Amtrak without question, its much more relaxing. They also have a slew of discounted rates. They usually run a buy an adult ticket and 1 child is free.


----------



## djs (Jul 16, 2009)

If you're going to go with Amtrak, and have AAA if you book 3-days in advance you get a 10% discount.  Discount does not apply to weekday Acela trips.


----------



## i39249 (Jul 17, 2009)

*Thanks for the response - One more question*

Thanks for all the suggestions.  One more questions.  We will probably have 3 luggage cases.  Do we check the luggage on trains like on a plane or do we cart the luggages on to the train ourselves.  Where do we store the luggages.


----------



## AwayWeGo (Jul 17, 2009)

*Another Vote For Vamoose Bus.*

New York City to Arlington VA -- right near the Virginia end of Key Bridge that crosses the Potomac River into Georgetown (Washington DC).

Bus fare = $25. 

Get on at Penn Station NYC. 

Frequent daily service. 

Nice buses. 

What's not to like ? 

Click here for the Vamoose bus web site. 
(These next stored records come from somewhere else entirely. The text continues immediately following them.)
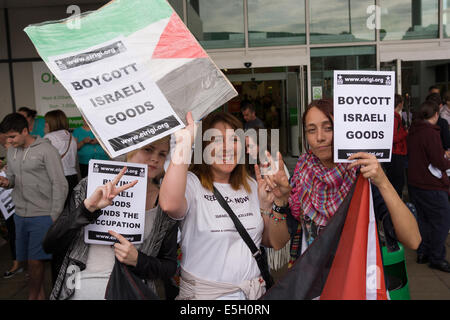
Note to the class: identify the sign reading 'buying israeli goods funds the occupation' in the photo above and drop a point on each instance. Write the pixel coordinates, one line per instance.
(112, 88)
(363, 113)
(126, 215)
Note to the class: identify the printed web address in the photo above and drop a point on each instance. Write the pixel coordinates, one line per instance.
(149, 131)
(370, 80)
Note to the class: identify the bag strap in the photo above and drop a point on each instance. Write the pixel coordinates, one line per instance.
(68, 146)
(240, 228)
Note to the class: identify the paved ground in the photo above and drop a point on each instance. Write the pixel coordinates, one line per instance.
(424, 283)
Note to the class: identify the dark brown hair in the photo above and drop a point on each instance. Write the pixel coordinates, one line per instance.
(397, 100)
(239, 176)
(426, 110)
(56, 120)
(324, 105)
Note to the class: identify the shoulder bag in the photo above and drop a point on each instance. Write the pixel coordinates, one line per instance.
(259, 254)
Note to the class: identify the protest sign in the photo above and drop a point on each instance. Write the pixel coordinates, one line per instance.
(363, 113)
(126, 215)
(133, 69)
(7, 206)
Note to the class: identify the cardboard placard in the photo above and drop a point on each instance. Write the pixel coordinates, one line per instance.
(363, 113)
(126, 215)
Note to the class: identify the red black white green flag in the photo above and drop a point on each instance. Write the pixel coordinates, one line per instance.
(344, 262)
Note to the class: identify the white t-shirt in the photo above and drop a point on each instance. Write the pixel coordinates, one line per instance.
(60, 140)
(212, 248)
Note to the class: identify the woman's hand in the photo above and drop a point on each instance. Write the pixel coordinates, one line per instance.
(277, 180)
(104, 195)
(124, 250)
(370, 167)
(266, 196)
(184, 139)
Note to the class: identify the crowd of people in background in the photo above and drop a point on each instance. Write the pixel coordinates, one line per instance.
(421, 159)
(47, 164)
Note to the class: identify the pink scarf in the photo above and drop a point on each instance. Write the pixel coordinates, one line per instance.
(318, 191)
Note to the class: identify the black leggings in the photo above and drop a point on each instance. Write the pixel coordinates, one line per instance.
(10, 225)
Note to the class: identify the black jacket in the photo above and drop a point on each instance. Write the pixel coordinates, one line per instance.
(157, 257)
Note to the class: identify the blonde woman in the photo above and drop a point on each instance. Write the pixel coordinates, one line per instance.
(154, 258)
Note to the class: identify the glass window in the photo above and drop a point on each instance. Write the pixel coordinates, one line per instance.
(446, 18)
(276, 23)
(340, 21)
(177, 5)
(409, 19)
(216, 23)
(325, 60)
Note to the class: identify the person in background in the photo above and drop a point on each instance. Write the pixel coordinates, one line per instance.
(441, 122)
(88, 148)
(251, 120)
(395, 170)
(35, 173)
(445, 110)
(428, 185)
(57, 131)
(16, 267)
(155, 258)
(434, 89)
(35, 125)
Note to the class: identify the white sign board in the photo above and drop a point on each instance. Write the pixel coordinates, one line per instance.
(7, 206)
(112, 87)
(126, 215)
(363, 113)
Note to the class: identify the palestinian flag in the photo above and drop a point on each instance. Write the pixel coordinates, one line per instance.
(125, 59)
(344, 262)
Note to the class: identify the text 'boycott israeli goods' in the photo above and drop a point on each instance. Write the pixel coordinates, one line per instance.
(126, 214)
(133, 69)
(363, 113)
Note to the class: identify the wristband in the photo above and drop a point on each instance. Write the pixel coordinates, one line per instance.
(282, 210)
(278, 219)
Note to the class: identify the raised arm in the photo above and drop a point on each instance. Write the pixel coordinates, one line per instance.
(405, 224)
(273, 188)
(172, 198)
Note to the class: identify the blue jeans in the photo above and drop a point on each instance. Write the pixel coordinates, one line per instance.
(30, 232)
(433, 217)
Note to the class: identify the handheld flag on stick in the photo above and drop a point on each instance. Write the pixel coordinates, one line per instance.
(344, 262)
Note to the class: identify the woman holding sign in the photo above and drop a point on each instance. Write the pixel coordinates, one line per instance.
(86, 268)
(304, 205)
(216, 263)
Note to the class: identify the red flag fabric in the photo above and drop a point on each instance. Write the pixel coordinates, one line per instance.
(177, 42)
(344, 261)
(351, 276)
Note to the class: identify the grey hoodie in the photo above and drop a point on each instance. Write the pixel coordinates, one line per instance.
(37, 176)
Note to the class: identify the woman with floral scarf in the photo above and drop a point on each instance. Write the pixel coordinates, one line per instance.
(304, 205)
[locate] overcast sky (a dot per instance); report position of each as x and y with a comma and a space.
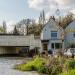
14, 10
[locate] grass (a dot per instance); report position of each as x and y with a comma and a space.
33, 65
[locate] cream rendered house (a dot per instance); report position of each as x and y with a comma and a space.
70, 35
52, 36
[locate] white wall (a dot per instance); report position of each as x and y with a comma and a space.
51, 26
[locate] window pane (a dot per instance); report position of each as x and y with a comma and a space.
54, 34
58, 45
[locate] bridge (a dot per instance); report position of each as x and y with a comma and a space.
8, 43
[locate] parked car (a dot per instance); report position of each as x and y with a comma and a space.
70, 52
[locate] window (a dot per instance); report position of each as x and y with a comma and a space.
58, 45
53, 34
74, 34
52, 45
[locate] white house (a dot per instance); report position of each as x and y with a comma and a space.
70, 35
52, 36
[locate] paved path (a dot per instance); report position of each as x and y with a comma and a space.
7, 63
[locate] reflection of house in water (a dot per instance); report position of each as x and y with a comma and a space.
51, 36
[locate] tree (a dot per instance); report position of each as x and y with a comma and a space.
4, 27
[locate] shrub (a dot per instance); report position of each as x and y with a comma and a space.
70, 64
33, 65
71, 72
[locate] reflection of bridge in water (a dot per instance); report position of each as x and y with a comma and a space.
10, 44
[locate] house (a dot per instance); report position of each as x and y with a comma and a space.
70, 35
52, 36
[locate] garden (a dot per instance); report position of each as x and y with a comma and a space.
49, 65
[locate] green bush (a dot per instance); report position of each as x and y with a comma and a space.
33, 65
70, 64
71, 72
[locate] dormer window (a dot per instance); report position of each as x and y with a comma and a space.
53, 34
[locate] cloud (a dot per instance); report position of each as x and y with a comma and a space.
50, 6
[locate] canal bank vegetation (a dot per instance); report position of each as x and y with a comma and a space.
49, 65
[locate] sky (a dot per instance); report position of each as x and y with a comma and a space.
13, 11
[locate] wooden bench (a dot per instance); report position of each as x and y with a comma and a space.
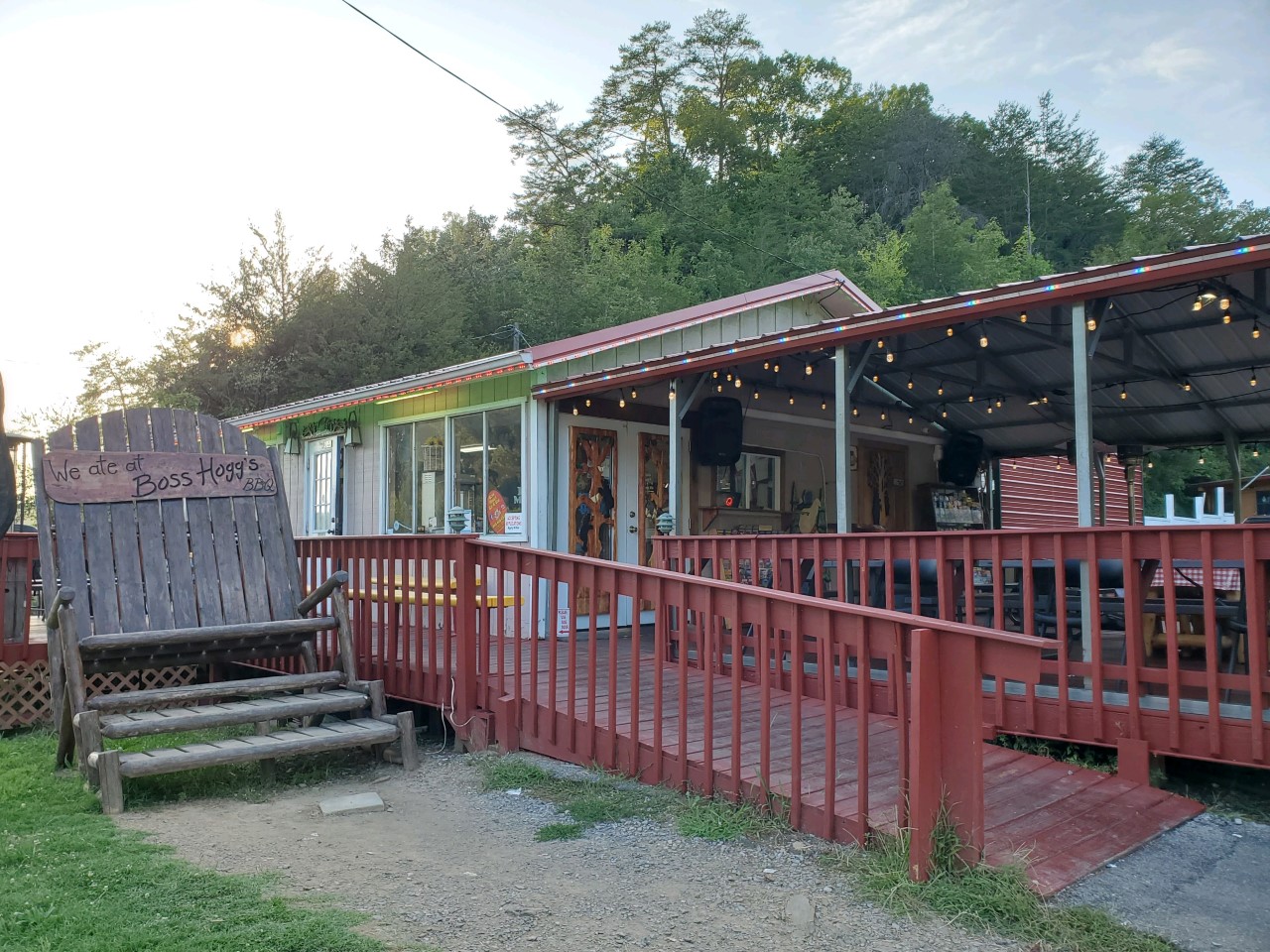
171, 558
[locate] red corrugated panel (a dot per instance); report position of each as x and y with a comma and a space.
1039, 493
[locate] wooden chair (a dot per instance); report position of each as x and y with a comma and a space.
172, 544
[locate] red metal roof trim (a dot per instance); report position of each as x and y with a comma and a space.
379, 398
611, 338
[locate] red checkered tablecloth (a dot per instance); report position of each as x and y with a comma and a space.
1193, 576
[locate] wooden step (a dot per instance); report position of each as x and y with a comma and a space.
333, 735
253, 711
246, 687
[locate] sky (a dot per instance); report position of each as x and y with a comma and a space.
143, 139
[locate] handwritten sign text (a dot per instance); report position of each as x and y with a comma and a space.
85, 476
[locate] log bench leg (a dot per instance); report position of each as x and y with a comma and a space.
111, 780
270, 767
89, 726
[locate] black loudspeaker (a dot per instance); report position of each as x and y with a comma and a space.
716, 436
961, 457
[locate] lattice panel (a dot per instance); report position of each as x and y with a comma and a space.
23, 693
24, 688
114, 682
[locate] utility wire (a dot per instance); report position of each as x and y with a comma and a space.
581, 153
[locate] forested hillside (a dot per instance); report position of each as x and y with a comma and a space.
706, 167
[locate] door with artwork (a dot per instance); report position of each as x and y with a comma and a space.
592, 503
881, 488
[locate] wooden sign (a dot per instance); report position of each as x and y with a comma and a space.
85, 476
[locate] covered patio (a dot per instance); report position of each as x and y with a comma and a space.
1155, 648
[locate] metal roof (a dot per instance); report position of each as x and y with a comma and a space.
388, 390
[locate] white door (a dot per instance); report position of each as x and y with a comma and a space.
320, 486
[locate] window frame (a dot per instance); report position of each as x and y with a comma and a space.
451, 461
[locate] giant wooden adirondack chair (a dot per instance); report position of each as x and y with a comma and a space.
173, 546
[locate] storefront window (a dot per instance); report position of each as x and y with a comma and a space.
480, 474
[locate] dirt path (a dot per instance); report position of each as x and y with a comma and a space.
458, 869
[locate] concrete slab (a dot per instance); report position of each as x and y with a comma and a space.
1202, 885
352, 803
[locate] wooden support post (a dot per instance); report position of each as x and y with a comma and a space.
947, 747
409, 749
111, 779
87, 726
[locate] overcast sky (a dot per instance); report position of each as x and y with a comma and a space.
141, 139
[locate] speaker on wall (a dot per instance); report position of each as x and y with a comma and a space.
961, 457
716, 435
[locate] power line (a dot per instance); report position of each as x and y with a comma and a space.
579, 153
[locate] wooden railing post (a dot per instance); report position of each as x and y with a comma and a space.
947, 747
467, 682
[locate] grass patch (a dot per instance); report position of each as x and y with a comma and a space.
559, 830
1093, 758
73, 883
721, 819
983, 897
602, 797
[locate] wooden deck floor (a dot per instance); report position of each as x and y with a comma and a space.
1064, 820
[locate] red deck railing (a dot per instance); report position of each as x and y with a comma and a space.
19, 552
1153, 649
642, 670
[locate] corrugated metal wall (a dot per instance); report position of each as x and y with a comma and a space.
1039, 493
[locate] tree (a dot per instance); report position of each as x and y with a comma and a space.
1175, 199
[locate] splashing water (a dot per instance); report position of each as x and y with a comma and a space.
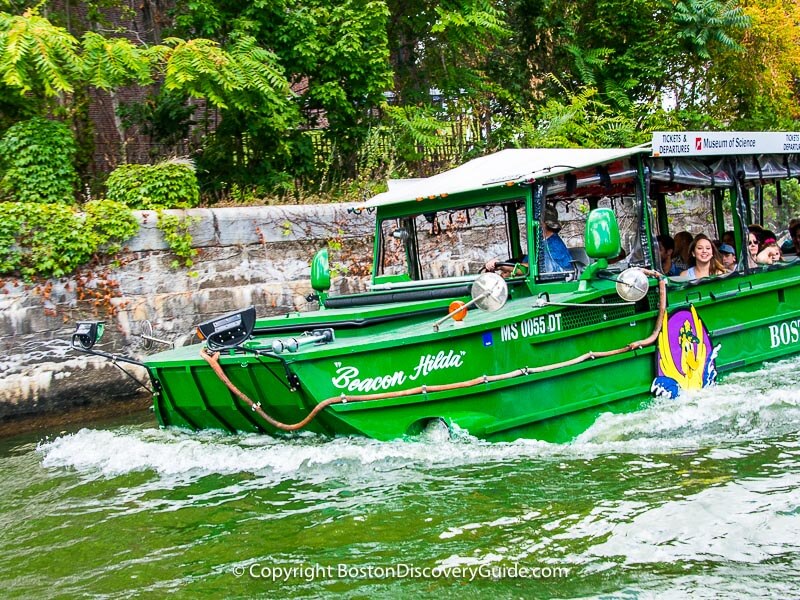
693, 496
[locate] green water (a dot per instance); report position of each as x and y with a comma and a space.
697, 497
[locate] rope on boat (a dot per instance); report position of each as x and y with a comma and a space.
212, 358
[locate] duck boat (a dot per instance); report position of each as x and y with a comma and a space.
537, 353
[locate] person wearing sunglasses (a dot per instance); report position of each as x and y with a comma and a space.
768, 251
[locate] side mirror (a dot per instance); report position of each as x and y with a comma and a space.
602, 234
87, 334
228, 331
321, 272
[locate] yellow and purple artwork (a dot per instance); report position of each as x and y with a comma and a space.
685, 358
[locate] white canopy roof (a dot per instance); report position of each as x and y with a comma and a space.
501, 168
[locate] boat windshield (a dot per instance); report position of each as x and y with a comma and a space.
453, 242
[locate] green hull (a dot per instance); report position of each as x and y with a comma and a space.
562, 350
553, 405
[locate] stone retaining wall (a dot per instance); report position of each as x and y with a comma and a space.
249, 255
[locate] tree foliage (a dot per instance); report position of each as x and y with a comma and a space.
395, 84
36, 162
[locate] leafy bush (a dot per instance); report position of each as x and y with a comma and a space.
36, 162
53, 239
176, 233
171, 184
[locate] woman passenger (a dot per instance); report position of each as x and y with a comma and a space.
704, 259
752, 249
768, 251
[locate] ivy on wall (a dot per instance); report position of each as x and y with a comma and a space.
170, 184
52, 240
36, 162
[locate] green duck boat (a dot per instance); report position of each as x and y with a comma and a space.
538, 352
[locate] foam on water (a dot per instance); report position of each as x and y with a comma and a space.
747, 406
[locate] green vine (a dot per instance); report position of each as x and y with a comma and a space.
36, 162
52, 240
176, 233
170, 184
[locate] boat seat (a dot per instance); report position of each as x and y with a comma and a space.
580, 260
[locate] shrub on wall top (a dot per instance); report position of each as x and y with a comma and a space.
170, 184
51, 240
36, 162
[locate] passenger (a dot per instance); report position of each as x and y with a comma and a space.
768, 251
704, 259
728, 255
666, 246
794, 235
556, 255
752, 249
683, 239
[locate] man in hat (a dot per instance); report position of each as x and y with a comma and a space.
556, 255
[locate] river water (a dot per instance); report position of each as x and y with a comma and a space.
698, 496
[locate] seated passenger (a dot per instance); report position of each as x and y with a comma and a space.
704, 259
768, 251
728, 255
666, 247
680, 256
556, 255
752, 249
794, 237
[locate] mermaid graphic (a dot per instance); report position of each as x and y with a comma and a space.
685, 358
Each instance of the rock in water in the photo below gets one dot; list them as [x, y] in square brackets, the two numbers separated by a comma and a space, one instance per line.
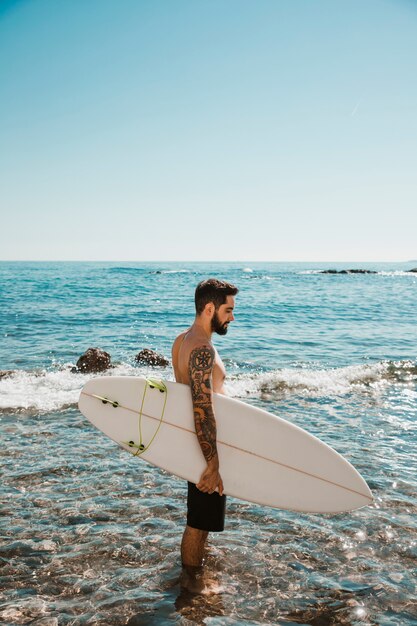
[150, 357]
[93, 360]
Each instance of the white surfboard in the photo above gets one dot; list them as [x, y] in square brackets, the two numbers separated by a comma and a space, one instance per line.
[263, 458]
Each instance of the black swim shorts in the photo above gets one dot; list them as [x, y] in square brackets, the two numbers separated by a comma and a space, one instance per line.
[205, 511]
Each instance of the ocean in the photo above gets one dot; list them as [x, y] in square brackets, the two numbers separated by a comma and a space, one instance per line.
[91, 535]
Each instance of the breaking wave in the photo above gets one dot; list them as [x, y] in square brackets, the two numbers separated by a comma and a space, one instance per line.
[43, 391]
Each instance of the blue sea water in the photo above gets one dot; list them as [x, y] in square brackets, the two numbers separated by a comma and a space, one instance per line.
[90, 535]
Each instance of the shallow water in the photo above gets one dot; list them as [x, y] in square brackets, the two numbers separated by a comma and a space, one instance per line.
[90, 535]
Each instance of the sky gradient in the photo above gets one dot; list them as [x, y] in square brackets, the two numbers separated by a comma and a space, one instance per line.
[282, 130]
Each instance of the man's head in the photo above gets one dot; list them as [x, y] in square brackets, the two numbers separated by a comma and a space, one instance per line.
[215, 298]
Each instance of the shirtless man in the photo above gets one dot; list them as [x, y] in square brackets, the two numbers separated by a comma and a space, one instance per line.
[197, 363]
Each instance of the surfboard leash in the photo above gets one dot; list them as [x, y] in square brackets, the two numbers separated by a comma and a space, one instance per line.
[151, 383]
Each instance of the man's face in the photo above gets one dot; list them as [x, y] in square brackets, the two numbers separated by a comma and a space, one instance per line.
[223, 316]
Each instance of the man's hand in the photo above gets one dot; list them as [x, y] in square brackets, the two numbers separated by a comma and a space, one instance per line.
[210, 479]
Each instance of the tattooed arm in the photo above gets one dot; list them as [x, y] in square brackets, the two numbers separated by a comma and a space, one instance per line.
[200, 371]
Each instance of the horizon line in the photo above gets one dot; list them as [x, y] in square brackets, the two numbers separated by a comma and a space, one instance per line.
[191, 261]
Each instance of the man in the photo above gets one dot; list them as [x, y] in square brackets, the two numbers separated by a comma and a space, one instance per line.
[197, 363]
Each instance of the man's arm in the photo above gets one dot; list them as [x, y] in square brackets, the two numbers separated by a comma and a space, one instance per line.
[200, 371]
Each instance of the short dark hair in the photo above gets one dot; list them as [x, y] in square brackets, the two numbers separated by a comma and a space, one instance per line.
[212, 290]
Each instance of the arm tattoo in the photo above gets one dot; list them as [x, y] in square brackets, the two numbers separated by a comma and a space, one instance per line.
[200, 370]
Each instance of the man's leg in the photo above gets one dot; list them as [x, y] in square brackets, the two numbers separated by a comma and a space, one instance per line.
[192, 546]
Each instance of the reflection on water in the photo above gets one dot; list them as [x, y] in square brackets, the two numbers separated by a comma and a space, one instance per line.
[91, 535]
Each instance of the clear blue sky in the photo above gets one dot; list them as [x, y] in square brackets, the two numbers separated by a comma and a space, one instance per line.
[273, 130]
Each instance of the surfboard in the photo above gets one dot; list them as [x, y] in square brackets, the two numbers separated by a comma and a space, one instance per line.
[263, 458]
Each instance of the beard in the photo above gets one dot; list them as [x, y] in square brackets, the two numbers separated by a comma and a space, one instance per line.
[217, 326]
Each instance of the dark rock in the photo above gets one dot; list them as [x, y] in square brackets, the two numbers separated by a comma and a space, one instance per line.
[150, 357]
[6, 373]
[348, 272]
[93, 360]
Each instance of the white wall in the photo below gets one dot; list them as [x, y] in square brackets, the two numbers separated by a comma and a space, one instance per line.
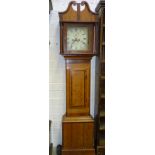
[57, 81]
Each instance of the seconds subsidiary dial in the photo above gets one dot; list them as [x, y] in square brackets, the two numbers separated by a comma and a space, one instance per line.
[77, 38]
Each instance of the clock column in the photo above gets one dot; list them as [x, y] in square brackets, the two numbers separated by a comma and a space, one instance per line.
[77, 123]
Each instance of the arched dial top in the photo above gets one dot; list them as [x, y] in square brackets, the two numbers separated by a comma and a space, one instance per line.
[71, 15]
[78, 30]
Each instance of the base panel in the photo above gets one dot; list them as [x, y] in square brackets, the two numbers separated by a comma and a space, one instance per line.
[78, 152]
[78, 136]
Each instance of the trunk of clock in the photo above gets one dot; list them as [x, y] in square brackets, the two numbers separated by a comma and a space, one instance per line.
[77, 124]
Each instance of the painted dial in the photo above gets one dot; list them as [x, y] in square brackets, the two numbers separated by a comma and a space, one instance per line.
[77, 38]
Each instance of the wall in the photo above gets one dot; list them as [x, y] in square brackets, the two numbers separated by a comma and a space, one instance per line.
[57, 87]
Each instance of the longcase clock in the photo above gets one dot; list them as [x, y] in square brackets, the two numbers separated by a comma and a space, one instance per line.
[78, 44]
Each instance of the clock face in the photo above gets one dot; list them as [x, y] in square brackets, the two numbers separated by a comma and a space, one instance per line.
[77, 38]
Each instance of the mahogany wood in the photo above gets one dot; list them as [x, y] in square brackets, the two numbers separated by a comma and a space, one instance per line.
[77, 124]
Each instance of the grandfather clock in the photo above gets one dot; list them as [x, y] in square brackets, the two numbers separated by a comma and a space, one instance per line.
[78, 43]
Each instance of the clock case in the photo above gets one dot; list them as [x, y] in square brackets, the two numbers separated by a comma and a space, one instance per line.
[79, 18]
[77, 123]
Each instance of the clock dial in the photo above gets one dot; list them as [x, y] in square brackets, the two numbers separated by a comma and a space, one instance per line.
[77, 38]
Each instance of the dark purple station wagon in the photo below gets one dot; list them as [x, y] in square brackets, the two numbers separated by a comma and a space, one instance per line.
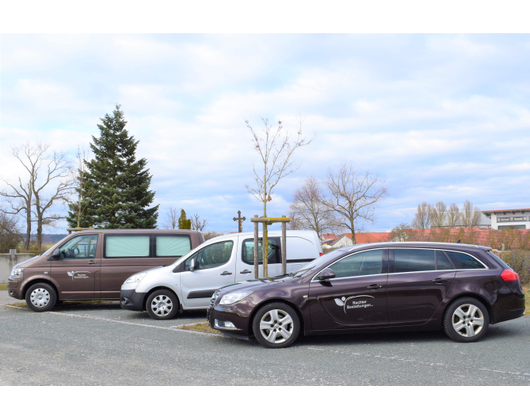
[459, 288]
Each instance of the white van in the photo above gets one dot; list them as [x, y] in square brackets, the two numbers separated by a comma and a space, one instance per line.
[190, 282]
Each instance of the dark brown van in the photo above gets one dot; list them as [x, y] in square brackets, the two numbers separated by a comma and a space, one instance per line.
[93, 264]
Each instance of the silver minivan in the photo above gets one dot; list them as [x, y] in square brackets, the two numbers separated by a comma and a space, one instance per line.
[190, 282]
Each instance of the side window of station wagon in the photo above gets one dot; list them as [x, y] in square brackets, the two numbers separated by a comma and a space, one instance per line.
[360, 264]
[465, 261]
[410, 260]
[407, 260]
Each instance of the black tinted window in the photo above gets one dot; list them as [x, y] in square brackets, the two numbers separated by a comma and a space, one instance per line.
[442, 262]
[464, 261]
[413, 260]
[360, 264]
[274, 255]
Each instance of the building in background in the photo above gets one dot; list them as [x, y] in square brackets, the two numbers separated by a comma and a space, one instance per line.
[508, 219]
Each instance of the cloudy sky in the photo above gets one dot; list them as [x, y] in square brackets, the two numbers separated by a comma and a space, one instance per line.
[439, 117]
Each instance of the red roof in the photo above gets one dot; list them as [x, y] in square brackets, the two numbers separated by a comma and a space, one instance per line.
[369, 237]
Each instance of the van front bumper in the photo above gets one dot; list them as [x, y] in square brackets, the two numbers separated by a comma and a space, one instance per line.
[131, 300]
[13, 288]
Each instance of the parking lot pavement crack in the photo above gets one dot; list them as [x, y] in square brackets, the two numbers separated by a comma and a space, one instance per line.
[520, 375]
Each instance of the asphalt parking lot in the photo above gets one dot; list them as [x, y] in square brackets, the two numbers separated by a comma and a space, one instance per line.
[105, 345]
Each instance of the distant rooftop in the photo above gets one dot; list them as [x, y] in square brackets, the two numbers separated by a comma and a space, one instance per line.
[505, 211]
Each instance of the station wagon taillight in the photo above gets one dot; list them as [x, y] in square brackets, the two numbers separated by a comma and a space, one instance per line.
[509, 275]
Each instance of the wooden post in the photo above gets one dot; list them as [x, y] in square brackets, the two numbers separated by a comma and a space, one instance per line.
[256, 249]
[284, 247]
[269, 221]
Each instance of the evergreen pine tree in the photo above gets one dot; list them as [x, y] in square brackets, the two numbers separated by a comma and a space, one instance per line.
[117, 185]
[183, 222]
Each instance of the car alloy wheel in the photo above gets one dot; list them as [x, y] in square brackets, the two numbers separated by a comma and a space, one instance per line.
[276, 325]
[466, 319]
[162, 304]
[41, 297]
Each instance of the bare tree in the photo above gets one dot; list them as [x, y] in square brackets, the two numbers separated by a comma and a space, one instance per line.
[197, 223]
[470, 215]
[9, 236]
[276, 151]
[309, 211]
[422, 219]
[453, 216]
[438, 215]
[276, 154]
[172, 218]
[354, 195]
[49, 182]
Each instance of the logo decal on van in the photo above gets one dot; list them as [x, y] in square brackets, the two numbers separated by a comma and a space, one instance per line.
[357, 302]
[79, 274]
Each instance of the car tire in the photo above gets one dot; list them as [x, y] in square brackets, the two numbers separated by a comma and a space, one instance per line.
[41, 297]
[162, 304]
[276, 325]
[466, 320]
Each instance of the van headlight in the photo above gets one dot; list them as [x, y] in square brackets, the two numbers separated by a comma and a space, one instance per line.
[17, 273]
[135, 278]
[234, 297]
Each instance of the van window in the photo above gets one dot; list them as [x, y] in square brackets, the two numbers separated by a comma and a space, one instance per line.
[80, 247]
[172, 246]
[274, 255]
[465, 261]
[406, 260]
[360, 264]
[211, 256]
[120, 246]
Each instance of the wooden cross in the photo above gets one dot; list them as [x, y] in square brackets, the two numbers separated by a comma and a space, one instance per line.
[240, 221]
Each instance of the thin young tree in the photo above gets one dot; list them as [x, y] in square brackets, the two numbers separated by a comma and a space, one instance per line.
[275, 149]
[422, 218]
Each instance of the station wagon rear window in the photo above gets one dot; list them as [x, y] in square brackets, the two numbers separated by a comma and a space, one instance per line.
[464, 261]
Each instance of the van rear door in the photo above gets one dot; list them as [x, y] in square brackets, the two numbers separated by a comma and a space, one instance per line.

-- Alan Cole, McLean (Fairfax County), Virginia, USA.​


----------



## camachinist (Jul 17, 2009)

i39249 said:


> Thanks for all the suggestions.  One more questions.  We will probably have 3 luggage cases.  Do we check the luggage on trains like on a plane or do we cart the luggages on to the train ourselves.  Where do we store the luggages.


When you check for trains, you'll see "checked baggage" or "baggage service" in the train number area. That means you can check baggage just like on the airlines. If not, there are racks in the cars and you handle your baggage yourself. We've done this on Amtrak, on the Shinkansen in Japan and on trains all over Australia. It's no big deal. You do have to be able to handle your bags, so don't pack super heavy if there's only one guy in the group. You don't want to kill him


----------



## Piper (Jul 17, 2009)

AwayWeGo said:


> New York City to Arlington VA -- right near the Virginia end of Key Bridge that crosses the Potomac River into Georgetown (Washington DC).
> 
> Bus fare = $25.
> Get on at Penn Station NYC.
> ...



I agree. My daughter attended college in Manhattan and now lives in Brooklyn. We live just outside DC. She uses the Vamoose Bus to go back and forth and it has worked VERY well.  Make your reservations on-line and pay cash on the bus. Get there 15 minutes early and you're guaranteed your seat. It's much easier than dealing with the train station and considerably cheaper. They often show movies too.


----------



## folashade (Jul 18, 2009)

With kids I would say Amtrak


----------